In any multiuser distributed computing environment, there is
usually a set of files which are accessed frequently by the user community and
a set of disks connected via a local area network (LAN), used to store these
files.  It is the system administrator's job to decide which files are to be
stored on each particular disk. Usually the disks available for storage are
physically separated and connected via a network. A Network File System (NFS),
handles all the file access requests. The disks typically have different
characteristics since distributed networks usually have heterogeneous
resources. The placement of heavily accessed files, across these disks, can
have a large impact on the performance of the system in terms of the
throughput. An effective file placement strategy should consider file access
probabilities and disk characteristics. Placing all the files on the fastest
available disk may not be optimal due to queuing and contention delays.

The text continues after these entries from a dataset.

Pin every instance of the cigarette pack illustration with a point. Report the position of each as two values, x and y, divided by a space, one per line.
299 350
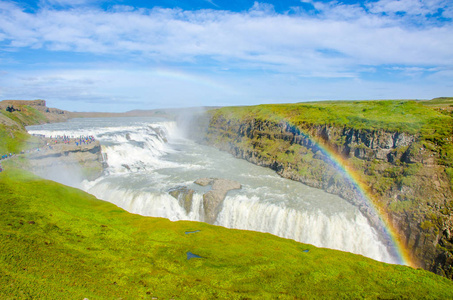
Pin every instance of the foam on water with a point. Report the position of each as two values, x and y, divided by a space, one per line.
147 157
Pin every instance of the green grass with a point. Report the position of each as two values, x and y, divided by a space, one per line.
61 243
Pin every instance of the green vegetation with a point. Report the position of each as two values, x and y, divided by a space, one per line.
59 242
391 115
401 150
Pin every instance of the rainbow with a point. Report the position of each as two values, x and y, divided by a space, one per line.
342 165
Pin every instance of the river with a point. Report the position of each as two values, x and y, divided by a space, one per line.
147 157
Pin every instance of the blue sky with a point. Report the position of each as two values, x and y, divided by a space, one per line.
94 55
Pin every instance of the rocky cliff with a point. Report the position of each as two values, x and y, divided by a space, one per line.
67 162
406 172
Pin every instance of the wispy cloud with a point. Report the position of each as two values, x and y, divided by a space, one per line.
319 39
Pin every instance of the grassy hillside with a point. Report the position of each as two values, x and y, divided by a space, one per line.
61 243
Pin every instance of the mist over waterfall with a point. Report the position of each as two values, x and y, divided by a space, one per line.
147 157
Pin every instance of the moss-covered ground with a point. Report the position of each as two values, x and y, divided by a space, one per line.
61 243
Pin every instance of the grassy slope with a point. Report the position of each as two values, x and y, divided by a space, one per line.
432 120
59 242
391 115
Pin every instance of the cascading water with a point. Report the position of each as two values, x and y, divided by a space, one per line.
146 158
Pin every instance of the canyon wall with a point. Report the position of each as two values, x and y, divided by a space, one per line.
402 173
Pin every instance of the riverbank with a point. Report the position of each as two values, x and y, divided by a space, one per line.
398 154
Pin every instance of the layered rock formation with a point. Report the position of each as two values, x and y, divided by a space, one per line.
212 199
49 114
403 174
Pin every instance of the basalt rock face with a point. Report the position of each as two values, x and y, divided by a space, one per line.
184 196
50 114
85 160
213 199
402 174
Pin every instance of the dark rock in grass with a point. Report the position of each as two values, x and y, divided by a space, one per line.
184 196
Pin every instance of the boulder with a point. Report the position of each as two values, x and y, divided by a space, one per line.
184 196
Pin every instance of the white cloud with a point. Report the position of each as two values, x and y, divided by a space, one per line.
259 37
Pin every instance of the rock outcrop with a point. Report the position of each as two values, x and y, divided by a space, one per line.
213 199
86 159
401 172
49 114
184 196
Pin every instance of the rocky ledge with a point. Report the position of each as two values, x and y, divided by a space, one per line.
85 158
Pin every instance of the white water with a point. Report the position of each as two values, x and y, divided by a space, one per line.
147 157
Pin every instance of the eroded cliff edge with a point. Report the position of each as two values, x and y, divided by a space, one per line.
407 169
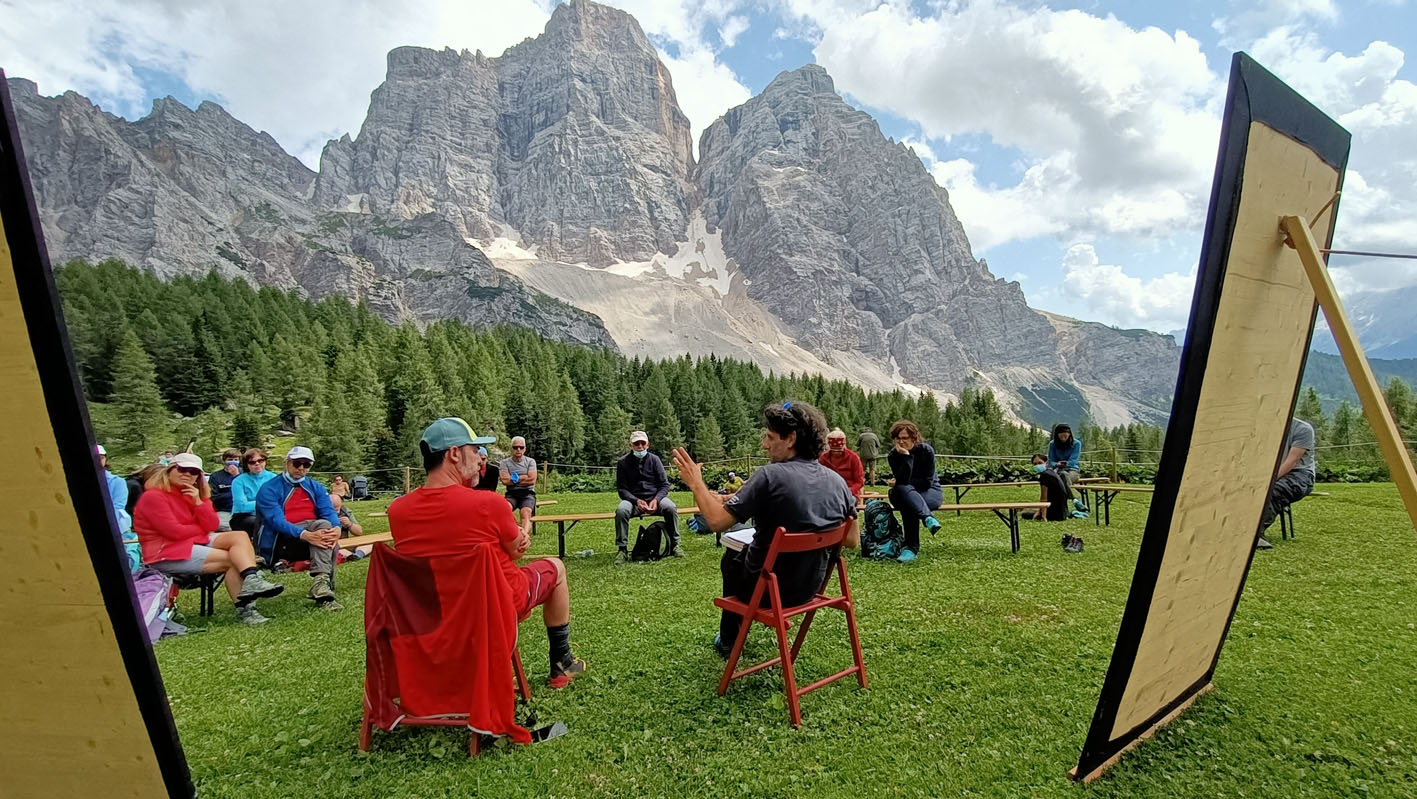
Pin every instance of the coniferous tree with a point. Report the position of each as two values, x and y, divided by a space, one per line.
138 405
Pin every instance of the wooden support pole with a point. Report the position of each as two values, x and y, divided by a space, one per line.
1375 407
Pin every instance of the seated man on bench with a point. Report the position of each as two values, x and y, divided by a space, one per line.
644 489
448 516
794 490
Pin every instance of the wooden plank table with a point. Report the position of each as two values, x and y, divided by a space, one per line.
1105 493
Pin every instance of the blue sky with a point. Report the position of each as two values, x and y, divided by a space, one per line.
1077 142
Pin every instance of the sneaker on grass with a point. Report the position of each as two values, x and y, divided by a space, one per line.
563 675
258 587
248 615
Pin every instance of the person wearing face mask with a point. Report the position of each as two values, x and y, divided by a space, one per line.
220 482
843 462
298 522
644 489
176 527
1053 492
447 516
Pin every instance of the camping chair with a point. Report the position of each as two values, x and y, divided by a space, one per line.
425 602
780 618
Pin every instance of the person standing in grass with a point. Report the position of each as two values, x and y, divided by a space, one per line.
517 473
794 492
843 462
869 448
1294 479
1064 451
244 492
176 526
448 516
916 492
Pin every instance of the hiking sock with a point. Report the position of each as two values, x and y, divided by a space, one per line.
560 638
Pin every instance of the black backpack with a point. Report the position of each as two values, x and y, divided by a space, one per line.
882 536
651 543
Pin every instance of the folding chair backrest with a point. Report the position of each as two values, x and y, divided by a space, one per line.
784 541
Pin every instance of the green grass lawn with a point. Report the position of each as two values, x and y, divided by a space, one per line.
984 673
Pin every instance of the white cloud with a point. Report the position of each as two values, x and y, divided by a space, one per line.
1115 298
303 71
1115 126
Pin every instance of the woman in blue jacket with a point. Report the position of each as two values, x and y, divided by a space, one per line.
917 490
1064 451
244 492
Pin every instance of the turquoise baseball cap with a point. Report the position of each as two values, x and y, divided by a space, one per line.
449 432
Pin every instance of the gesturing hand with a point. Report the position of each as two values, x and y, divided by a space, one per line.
689 472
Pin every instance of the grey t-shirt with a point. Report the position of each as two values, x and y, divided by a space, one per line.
513 466
1301 434
801 496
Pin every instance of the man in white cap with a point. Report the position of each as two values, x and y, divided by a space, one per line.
298 522
644 489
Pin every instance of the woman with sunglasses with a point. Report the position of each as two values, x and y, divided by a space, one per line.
176 523
244 492
917 489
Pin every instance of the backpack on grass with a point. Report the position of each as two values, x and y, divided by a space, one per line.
882 536
651 543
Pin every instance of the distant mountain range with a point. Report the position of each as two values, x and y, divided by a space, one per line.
556 187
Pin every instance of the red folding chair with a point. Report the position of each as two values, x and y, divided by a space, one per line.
780 618
404 597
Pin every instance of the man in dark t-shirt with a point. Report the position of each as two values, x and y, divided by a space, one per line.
1053 492
792 492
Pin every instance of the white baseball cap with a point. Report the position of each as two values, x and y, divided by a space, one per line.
184 459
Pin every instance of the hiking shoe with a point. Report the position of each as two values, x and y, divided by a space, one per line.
248 615
258 587
563 675
322 590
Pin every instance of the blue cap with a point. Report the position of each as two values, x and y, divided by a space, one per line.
449 432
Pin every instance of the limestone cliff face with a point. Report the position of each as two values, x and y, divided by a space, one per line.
802 238
187 191
571 139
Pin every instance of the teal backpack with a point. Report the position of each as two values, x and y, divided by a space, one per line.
882 536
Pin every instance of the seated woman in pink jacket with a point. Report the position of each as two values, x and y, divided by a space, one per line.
174 523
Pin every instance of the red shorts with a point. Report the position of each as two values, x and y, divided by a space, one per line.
540 584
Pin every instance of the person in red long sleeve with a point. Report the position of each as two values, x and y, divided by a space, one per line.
174 523
843 462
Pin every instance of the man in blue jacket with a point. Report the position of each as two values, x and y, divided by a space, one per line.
298 522
644 489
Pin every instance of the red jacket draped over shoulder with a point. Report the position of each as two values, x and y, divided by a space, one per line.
849 466
167 524
438 636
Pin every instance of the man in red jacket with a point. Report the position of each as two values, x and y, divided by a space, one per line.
843 462
447 516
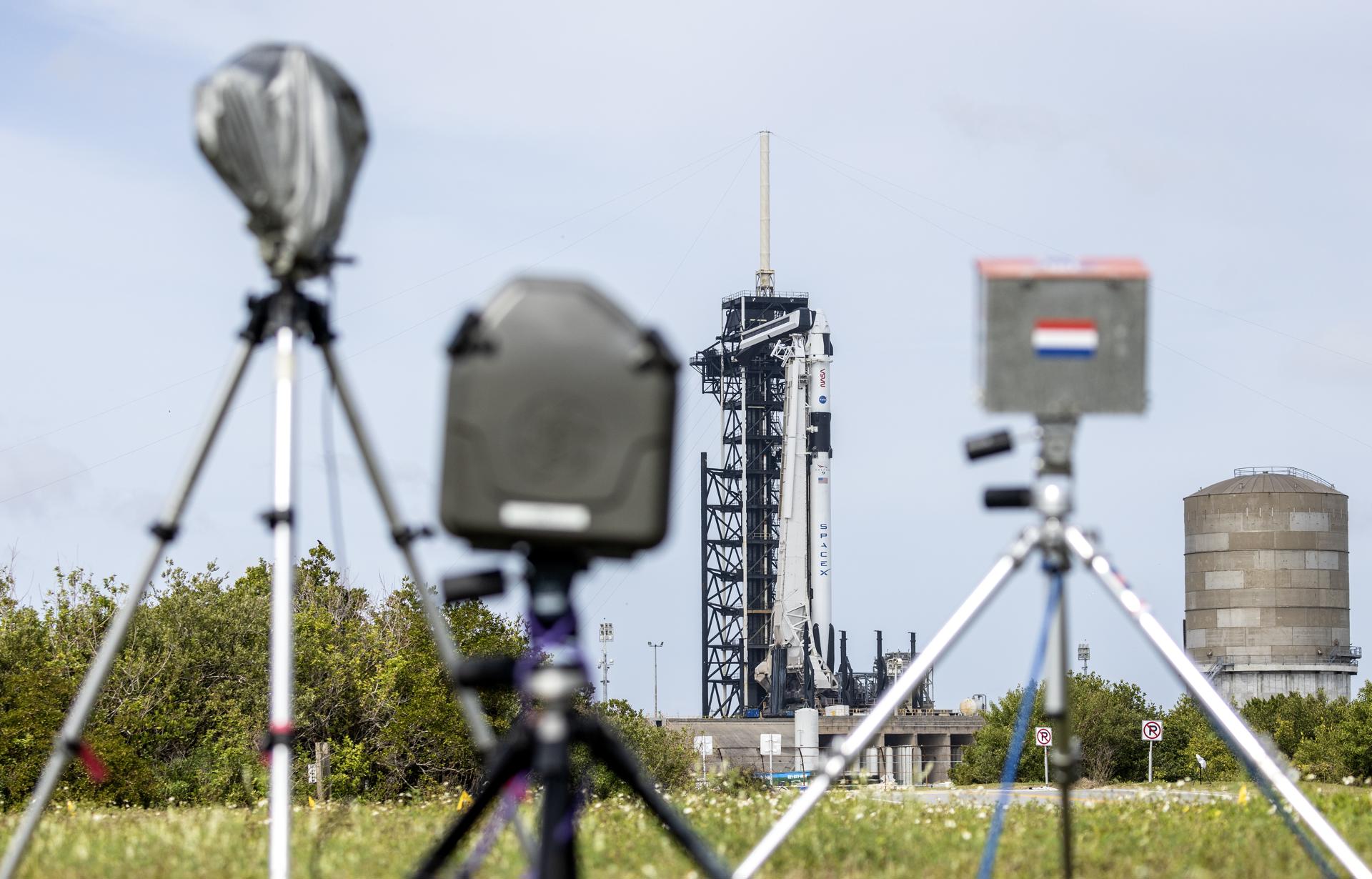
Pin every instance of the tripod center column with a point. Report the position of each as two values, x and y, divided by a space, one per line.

Typical results of a poor file placement include low throughput and 
overloading of ``hot'' disks. Modeling a distributed system is not trivial, 
since it includes modeling the distributed computing resources, the network 
connecting them to the file servers, and the overhead introduced by the NFS. 
This paper presents a simple queuing network model of a distributed system 
and a method to efficiently calibrate the model with experiments. Certain 
approximations are made to simplify the analysis and calibration. Validation 
experiments comparing the predicted performance with the actual performance 
justify the approximations and indicate that simple models can serve the 
purpose of accurately indicating potential improvements in performance.